By Shilpa Jamkhandikar and Alexandra Ulmer
MUMBAI (Reuters) – In an air-conditioned government building in Mumbai, a dozen officials are glued to a giant screen showing live drone and CCTV footage of crowded slums, the frontline in the city’s battle to contain the spread of the coronavirus.
When cameras captured dozens of shoppers thronging a market in Mumbai’s low-income Dongri area last week, violating the countrywide lockdown begun on March 25, officials called in the police to disperse the crowd.
Twenty minutes later, the footage from Dongri showed only a handful of people still milling around.
To help enforce a lockdown in what is one of the most densely populated areas on earth, authorities are using drones, re-oriented traffic cameras, and heat maps, but these can fall short when it comes to maze-like slum alleys.
“Hundreds will fall through the cracks, thousands. But as long as it is not in millions we are safe,” Praveen Pardeshi, who heads the city’s main civic body, told Reuters in an interview.
Mumbai is home to around 12 million people, of which some 65% live in slums. A further six million people are estimated to live in peripheral districts.
Confirmed cases in the city have ticked up above 1,900, including 113 deaths, making up around 15% of India’s more than 12,000 known cases.

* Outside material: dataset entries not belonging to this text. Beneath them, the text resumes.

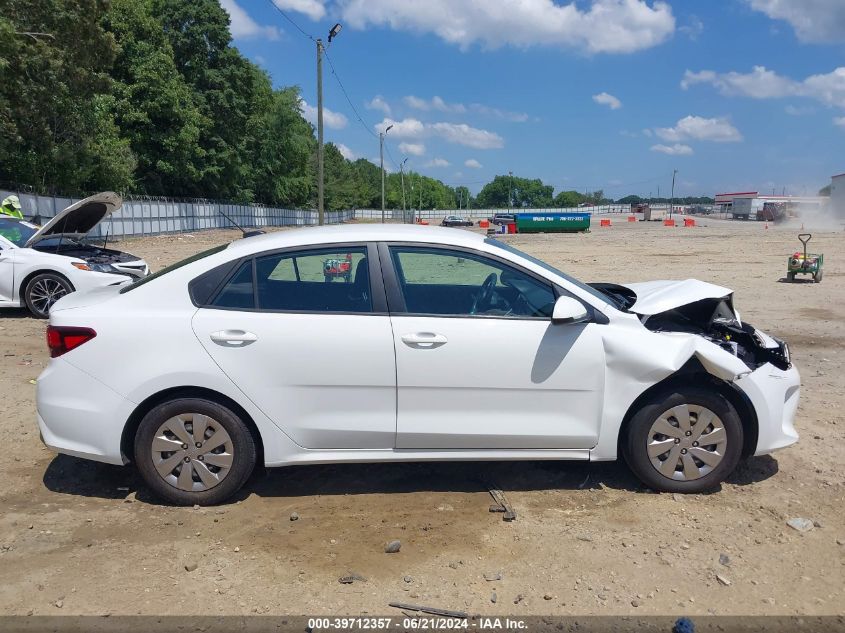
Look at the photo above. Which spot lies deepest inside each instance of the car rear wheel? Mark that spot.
(194, 451)
(43, 290)
(684, 440)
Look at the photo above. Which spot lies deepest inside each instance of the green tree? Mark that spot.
(56, 113)
(154, 106)
(523, 192)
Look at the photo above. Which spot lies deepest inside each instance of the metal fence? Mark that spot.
(478, 214)
(156, 216)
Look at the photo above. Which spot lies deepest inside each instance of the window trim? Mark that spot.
(396, 300)
(377, 300)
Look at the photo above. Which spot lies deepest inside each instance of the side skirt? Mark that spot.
(404, 455)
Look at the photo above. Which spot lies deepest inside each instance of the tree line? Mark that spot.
(151, 97)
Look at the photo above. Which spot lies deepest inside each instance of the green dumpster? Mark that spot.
(543, 222)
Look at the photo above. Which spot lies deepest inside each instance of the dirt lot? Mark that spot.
(82, 538)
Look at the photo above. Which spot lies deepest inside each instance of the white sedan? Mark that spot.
(40, 264)
(405, 343)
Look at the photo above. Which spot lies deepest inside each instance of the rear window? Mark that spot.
(172, 267)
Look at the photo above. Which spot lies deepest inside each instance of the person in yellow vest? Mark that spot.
(11, 207)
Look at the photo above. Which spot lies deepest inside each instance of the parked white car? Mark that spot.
(441, 345)
(40, 264)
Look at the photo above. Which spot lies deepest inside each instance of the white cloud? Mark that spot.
(243, 26)
(813, 20)
(331, 119)
(609, 100)
(378, 103)
(435, 103)
(514, 117)
(599, 26)
(458, 133)
(347, 153)
(406, 128)
(762, 83)
(463, 134)
(693, 28)
(415, 149)
(314, 9)
(700, 129)
(799, 111)
(678, 149)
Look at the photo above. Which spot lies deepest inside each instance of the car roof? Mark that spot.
(337, 233)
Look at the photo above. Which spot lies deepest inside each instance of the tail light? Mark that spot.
(62, 339)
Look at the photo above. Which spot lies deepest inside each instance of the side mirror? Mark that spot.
(568, 310)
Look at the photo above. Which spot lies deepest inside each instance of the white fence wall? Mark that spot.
(156, 216)
(480, 214)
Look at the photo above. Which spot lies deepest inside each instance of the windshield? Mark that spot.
(172, 267)
(593, 291)
(17, 232)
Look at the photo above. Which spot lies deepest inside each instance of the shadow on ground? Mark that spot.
(72, 476)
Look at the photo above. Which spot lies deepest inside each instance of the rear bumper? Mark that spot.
(78, 415)
(774, 394)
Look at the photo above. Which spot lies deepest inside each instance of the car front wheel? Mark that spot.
(194, 451)
(43, 290)
(684, 440)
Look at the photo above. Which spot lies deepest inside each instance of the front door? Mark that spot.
(479, 363)
(301, 335)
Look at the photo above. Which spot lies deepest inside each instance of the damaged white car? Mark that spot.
(41, 264)
(404, 343)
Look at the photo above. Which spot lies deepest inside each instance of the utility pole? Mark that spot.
(510, 187)
(320, 199)
(402, 175)
(672, 198)
(381, 158)
(320, 188)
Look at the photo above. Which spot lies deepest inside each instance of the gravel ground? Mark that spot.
(78, 537)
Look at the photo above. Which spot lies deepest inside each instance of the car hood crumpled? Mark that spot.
(654, 297)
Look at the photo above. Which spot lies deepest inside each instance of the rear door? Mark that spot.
(479, 363)
(305, 334)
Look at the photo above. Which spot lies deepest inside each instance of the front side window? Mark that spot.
(324, 280)
(447, 282)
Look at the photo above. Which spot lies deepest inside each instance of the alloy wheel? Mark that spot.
(686, 442)
(192, 452)
(45, 292)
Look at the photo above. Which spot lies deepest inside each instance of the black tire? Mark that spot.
(243, 451)
(34, 293)
(635, 443)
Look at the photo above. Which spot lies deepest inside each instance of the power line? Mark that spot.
(290, 19)
(345, 94)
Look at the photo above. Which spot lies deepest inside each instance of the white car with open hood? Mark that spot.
(40, 264)
(405, 343)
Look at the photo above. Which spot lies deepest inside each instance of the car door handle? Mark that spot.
(233, 338)
(426, 340)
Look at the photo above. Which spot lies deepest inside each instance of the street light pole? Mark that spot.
(510, 187)
(320, 187)
(402, 176)
(381, 136)
(672, 198)
(320, 199)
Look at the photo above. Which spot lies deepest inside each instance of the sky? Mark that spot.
(737, 95)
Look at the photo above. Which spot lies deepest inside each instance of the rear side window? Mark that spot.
(329, 280)
(239, 291)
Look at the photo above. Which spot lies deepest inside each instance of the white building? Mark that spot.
(837, 195)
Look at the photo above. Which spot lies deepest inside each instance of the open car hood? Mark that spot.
(654, 297)
(77, 220)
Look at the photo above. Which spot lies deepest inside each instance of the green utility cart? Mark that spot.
(551, 222)
(805, 263)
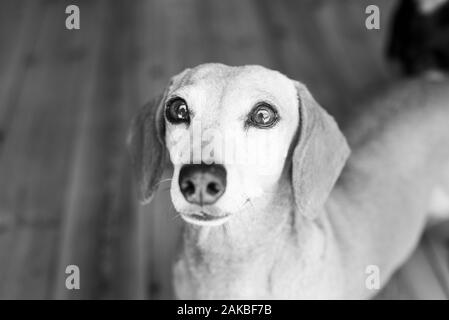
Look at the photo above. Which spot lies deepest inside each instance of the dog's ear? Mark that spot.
(146, 144)
(319, 156)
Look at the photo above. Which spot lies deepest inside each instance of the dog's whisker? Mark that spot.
(163, 180)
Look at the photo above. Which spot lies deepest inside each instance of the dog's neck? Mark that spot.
(243, 257)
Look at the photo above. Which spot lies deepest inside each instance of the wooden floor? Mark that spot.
(66, 98)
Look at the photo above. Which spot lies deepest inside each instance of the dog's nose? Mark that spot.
(202, 184)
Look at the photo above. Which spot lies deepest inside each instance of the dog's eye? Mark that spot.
(176, 111)
(263, 116)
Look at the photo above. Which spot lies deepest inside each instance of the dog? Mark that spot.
(330, 203)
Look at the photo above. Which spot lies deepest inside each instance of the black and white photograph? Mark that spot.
(224, 150)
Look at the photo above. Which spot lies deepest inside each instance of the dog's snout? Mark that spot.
(202, 184)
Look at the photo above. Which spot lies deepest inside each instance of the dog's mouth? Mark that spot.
(205, 219)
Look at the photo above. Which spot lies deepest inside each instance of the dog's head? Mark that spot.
(233, 134)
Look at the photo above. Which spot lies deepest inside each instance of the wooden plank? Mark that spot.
(36, 155)
(100, 227)
(17, 19)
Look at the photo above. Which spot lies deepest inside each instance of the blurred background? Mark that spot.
(66, 100)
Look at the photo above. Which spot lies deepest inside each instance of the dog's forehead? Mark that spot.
(218, 80)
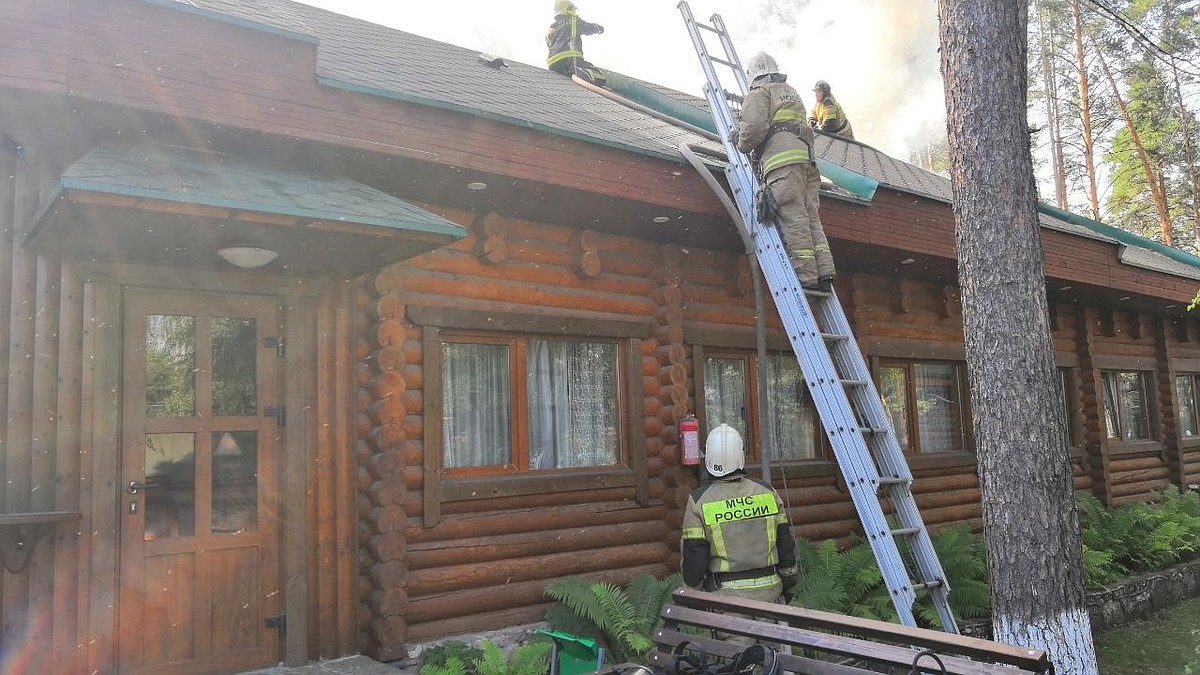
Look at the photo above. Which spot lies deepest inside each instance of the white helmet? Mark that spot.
(724, 452)
(761, 64)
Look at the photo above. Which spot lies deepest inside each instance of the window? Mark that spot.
(1067, 396)
(1126, 406)
(1186, 388)
(924, 400)
(731, 395)
(526, 404)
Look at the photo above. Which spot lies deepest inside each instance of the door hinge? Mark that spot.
(275, 344)
(279, 412)
(279, 621)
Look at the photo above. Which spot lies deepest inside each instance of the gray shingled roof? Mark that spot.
(383, 61)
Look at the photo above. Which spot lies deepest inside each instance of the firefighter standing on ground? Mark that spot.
(773, 132)
(827, 113)
(737, 538)
(565, 42)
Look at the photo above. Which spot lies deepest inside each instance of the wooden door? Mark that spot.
(199, 484)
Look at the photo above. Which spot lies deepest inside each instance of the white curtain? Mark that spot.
(477, 405)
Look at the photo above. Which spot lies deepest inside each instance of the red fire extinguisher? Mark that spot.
(689, 437)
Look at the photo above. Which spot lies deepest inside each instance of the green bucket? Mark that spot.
(573, 655)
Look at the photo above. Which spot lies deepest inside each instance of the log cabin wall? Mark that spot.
(1128, 463)
(444, 555)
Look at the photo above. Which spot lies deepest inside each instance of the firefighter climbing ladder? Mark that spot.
(851, 410)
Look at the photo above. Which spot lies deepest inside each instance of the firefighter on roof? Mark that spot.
(737, 538)
(827, 113)
(773, 132)
(565, 42)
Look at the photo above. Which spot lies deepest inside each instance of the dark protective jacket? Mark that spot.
(831, 118)
(767, 106)
(564, 37)
(736, 525)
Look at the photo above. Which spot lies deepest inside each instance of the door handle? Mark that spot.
(135, 487)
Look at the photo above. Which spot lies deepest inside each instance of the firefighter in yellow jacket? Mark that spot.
(827, 113)
(565, 42)
(737, 538)
(774, 133)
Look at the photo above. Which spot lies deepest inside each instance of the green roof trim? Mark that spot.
(1121, 234)
(211, 179)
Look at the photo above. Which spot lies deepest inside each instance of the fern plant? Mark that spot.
(621, 620)
(532, 658)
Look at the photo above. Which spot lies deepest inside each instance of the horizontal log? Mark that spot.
(427, 555)
(459, 577)
(520, 520)
(1143, 489)
(508, 596)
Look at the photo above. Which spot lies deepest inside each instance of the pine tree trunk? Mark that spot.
(1051, 88)
(1025, 479)
(1153, 181)
(1085, 102)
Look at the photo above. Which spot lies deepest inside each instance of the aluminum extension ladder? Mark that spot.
(851, 411)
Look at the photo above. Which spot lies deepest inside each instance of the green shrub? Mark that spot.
(1138, 537)
(621, 620)
(849, 580)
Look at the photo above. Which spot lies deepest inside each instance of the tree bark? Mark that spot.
(1025, 475)
(1085, 103)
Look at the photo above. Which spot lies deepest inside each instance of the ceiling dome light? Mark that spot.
(247, 257)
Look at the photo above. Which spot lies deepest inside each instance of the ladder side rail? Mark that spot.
(731, 54)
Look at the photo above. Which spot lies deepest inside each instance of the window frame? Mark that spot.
(754, 406)
(1119, 442)
(441, 488)
(964, 414)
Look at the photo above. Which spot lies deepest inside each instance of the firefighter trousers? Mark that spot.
(795, 186)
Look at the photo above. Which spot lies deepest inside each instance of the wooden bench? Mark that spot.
(833, 644)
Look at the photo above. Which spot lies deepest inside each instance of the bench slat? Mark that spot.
(792, 663)
(937, 640)
(849, 646)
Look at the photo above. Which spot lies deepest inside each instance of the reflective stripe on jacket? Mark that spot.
(771, 103)
(735, 525)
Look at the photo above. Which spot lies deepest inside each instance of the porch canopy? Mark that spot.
(177, 207)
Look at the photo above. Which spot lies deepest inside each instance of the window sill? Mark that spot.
(534, 483)
(1134, 448)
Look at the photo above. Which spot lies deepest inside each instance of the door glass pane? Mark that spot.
(725, 393)
(234, 368)
(171, 505)
(171, 365)
(234, 481)
(475, 402)
(574, 418)
(894, 392)
(790, 408)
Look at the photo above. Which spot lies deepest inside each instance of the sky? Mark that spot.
(880, 57)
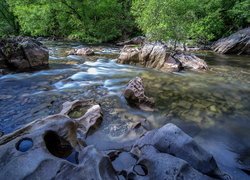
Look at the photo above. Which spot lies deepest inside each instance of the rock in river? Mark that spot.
(23, 54)
(158, 56)
(174, 150)
(135, 95)
(237, 43)
(54, 148)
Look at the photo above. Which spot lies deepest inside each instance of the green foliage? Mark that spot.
(88, 20)
(190, 19)
(106, 20)
(8, 22)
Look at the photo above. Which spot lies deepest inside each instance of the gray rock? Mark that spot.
(53, 148)
(237, 43)
(135, 95)
(158, 56)
(157, 165)
(23, 54)
(171, 140)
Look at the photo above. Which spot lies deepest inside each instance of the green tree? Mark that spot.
(180, 20)
(8, 22)
(88, 20)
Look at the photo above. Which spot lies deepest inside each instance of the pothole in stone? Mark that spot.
(123, 161)
(78, 111)
(24, 144)
(59, 147)
(140, 170)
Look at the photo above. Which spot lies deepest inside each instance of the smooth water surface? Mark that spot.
(213, 106)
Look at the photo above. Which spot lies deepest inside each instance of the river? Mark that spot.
(213, 107)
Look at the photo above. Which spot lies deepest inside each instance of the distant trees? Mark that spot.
(190, 19)
(88, 20)
(105, 20)
(8, 22)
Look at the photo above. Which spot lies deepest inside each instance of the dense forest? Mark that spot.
(110, 20)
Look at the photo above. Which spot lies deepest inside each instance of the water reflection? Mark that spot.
(212, 106)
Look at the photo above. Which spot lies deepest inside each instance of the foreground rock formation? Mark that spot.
(135, 95)
(237, 43)
(23, 54)
(54, 148)
(158, 56)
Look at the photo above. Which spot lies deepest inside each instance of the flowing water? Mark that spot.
(213, 107)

Mumbai’s Dharavi, often considered Asia’s biggest slum with an estimated 1 million residents, has reported 71 cases and experts fear the number could climb quickly.
Authorities stress that part of Mumbai’s high rates stem from more aggressive testing. The city has conducted 2,374 tests per million, versus 448 per million in capital New Delhi, according to a Mumbai government report reviewed by Reuters on Thursday.
Around 82% of coronavirus patients in Mumbai are stable, with just 2% requiring critical care, the data shows.
“If this percentage remains of stable cases, then we are through,” said Pardeshi.
Authorities have cordoned off parts of the slums, set up special fever clinics and created massive quarantine centres in a stadium and empty government buildings.
But the restrictions are hard to observe when living at such close quarter. On a recent afternoon in a narrow passage encumbered by goats and electrical wire, police officers pleaded with a dozen Dharavi residents to go home.
Asif Siddiqui, a construction shop worker who lives in a one-room apartment with six family members, stayed put.
“They ask us to keep one meter distance, but my home is two meters long. We are trying to co-operate, but it is impossible to stay home in a place like this,” said Siddiqui.